Does this mean that we no longer think the presence of sea ice is important for the growth and survival of larval krill? No, we do not suggest that the concept of SIMCOs in winter sea ice as one food source for larval krill be abandoned, only that we need to incorporate the potential complexities in sea ice–SIMCO–krill interactions into testable mechanisms. The comparison of groups of larvae early in the winter (June) and mid-winter (July) suggests that the contrast in food availability in the water column and under-ice habitats is important because that contrast determines the relative benefits of the two habitats. Not only are there seasonal differences in the concentration of SIMCOs in the sea ice due to the timing of ice formation (C. Fritsen, personal communication) and the level of in situ primary production, but there also may be seasonal differences in whether the SIMCOs in the sea ice are available to grazing krill, whether due to krill behavior or ice dynamics. In fact one might predict that the minimum habitat contrast and absolute abundance are likely to coincide in early winter, when primary production is low and ice is just forming. The contrast will be greatest in early spring when primary production in sea ice is high and open-water blooms are lagging.
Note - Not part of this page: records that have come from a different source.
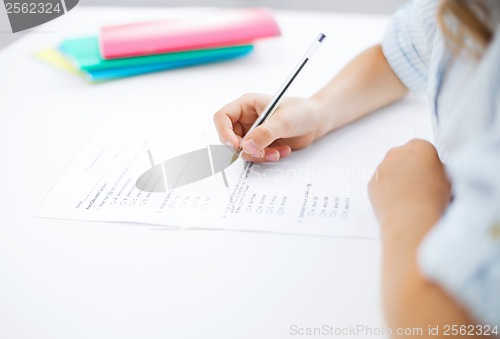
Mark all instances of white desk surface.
[0,7,427,339]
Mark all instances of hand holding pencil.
[214,34,325,162]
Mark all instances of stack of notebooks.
[38,8,280,82]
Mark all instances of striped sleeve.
[382,0,436,95]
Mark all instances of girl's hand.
[214,94,326,162]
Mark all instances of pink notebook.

In order to understand how sea ice mediates the well-documented correlation between krill recruitment and sea-ice timing and extent (Siegel and Loeb 1995; Quetin and Ross 2003), we need to learn what environmental conditions create an under-ice habitat for krill in which they thrive versus one in which they just barely survive. The results of this study suggest the answers may lie in seasonal comparisons. We need to know how the overriding seasonal pattern in larval growth rates is influenced or driven by such environmental variation as the timing of ice formation and its effect on the growth of the SIMCOs, and the effect of daylength or photoperiod on larval krill behavior and/or physiology.

Conclusion

We observed a strong seasonal pattern in development and growth of larval krill in the fall and winter months. Larvae continued to develop throughout the fall, and were primarily furcilia 5 and 6 in early winter. Growth and development throughout the winter were slow, with growth near zero in early winter. By late winter, growth rates had increased to over twice those in the fall. An unexpected result was that sea ice did not appear to be a good proxy for the presence and/or availability of SIMCOs as food for the larvae. This seasonal pattern in growth held both within a year and between years, and was strongly correlated with daylength. The mechanism underlying the correlation is likely an indirect effect of daylength on either larval krill behavior or primary production in the sea ice.